You may have noticed that some decisions in church life are less popular than others. It’s easy for people who may not have all the facts to make unfair assumptions about the motivations, strategies and choices being handed down. At times, church leaders somewhere in the “chain of command” may be called upon to explain a difficult decision to the church as a whole or to one specific group within the Body. If a reasonable chance for misunderstanding exists, the best way to promote unity in the fellowship is to carefully explain the LOGIC of the decision rather than merely citing the AUTHORITY for the decision. Otherwise, those who make lots of decisions are hung out to dry. Consider a few examples.
Case Study One
Teenagers are skateboarding on the parking lot, which has cracks, metal rails, ramps and various other attractive hazards. This creates a safety issue for the teens and a liability issue for the church. The Insurance Committee informs the Pastor that this must be disallowed. The Pastor informs the Youth Minister. When the Youth Minister talks to the kids, he has two options:
(1) “For your safety and to protect the church from a lawsuit, there will no longer be skateboarding on the parking lot.”
(2) “The Pastor said you can’t skateboard anymore!”
Case Study Two
Moses comes down from the mountain with a list of rules from God that result in spiritual obedience and personal happiness. He finds people who have broken those rules and are worshiping a golden calf. Moses throws the tablets down, breaking all Ten Commandments at once. He invites Aaron into his office for a performance review. Aaron comes out and explains the situation to those under his authority:
(1) “Graven images tempt us to worship things rather than God, so we will no longer bow down to pretty gold statues.”

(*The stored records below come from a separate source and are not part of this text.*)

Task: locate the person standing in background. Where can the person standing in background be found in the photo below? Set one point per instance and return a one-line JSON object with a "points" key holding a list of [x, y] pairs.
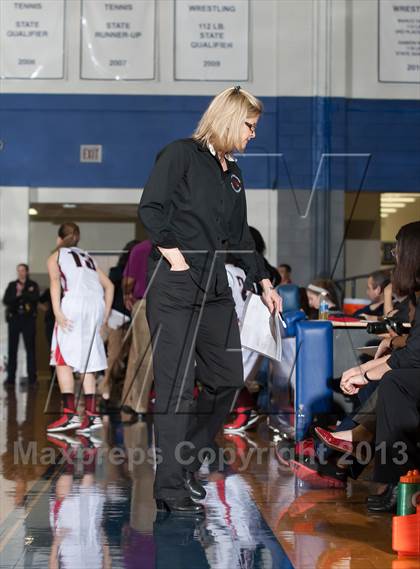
{"points": [[21, 299], [285, 272], [139, 375], [79, 315]]}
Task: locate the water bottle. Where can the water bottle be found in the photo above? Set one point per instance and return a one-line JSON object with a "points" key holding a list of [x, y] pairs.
{"points": [[323, 307], [408, 493], [406, 524]]}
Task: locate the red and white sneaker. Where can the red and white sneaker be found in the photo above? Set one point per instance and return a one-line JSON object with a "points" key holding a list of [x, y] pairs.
{"points": [[69, 420], [243, 421], [90, 421]]}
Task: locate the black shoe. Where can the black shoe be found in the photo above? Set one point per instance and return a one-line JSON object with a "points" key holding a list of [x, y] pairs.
{"points": [[194, 487], [179, 506], [375, 498], [387, 502]]}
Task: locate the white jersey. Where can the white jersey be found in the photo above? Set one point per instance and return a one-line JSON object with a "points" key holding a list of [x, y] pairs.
{"points": [[236, 278], [78, 272], [80, 347], [76, 523]]}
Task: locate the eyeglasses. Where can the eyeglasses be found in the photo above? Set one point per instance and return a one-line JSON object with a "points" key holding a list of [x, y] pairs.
{"points": [[252, 127]]}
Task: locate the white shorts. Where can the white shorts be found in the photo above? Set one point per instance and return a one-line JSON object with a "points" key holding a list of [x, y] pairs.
{"points": [[82, 347]]}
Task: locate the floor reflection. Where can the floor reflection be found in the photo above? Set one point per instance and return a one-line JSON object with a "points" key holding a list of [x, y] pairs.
{"points": [[92, 508], [86, 502]]}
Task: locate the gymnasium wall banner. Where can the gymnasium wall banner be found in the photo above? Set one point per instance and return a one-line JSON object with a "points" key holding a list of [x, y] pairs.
{"points": [[211, 40], [399, 41], [32, 39], [118, 40]]}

(2) “Moses chewed me out and started throwing things in a terrible hissy fit! No more golden calves because Moses doesn’t like them!”
Case Study Three
The ceremony of observing the Lord’s Supper is considered by our Deacon Body leadership to be one of the most sacred and spiritual observances that we ever participate in as a church family. Thus, the dignity of the occasion is easily on a par with that of a wedding or a funeral, ceremonies in which it is customary for those on the platform, ushering, singing and ministering to wear formal attire such as tuxedoes, suits and clergy robes. The Deacon Chairman reminds deacons that as we serve the Lord’s Supper next Sunday, we are to wear coats and ties. One deacon, absent from the meeting, asks another one about the policy. He is told:
(1) “Since the Lord’s Supper is as sacred to us as a Wedding or a Funeral, and since we are participating in the ceremony much like an usher, groomsman or pall bearer, we will all be wearing coats and ties to conform our dress with the dignity of the occasion.”
(2) “The Deacon Chairman said we have to dress up to take the Lord’s Supper–even though Jesus wore sandals and a tunic to the first one!”
I hope these examples clarify my point. While it is certainly appropriate at times to explain the realm of authority responsible for determining the logic of a tough call, we are less than fair to those decision makers when we only give people the WHO without giving them the WHY. It engenders distrust and may even breed rebellion. It takes a little bit more time to give a WHY than it does to cite a WHO, but it results in much greater harmony among the Body of Christ.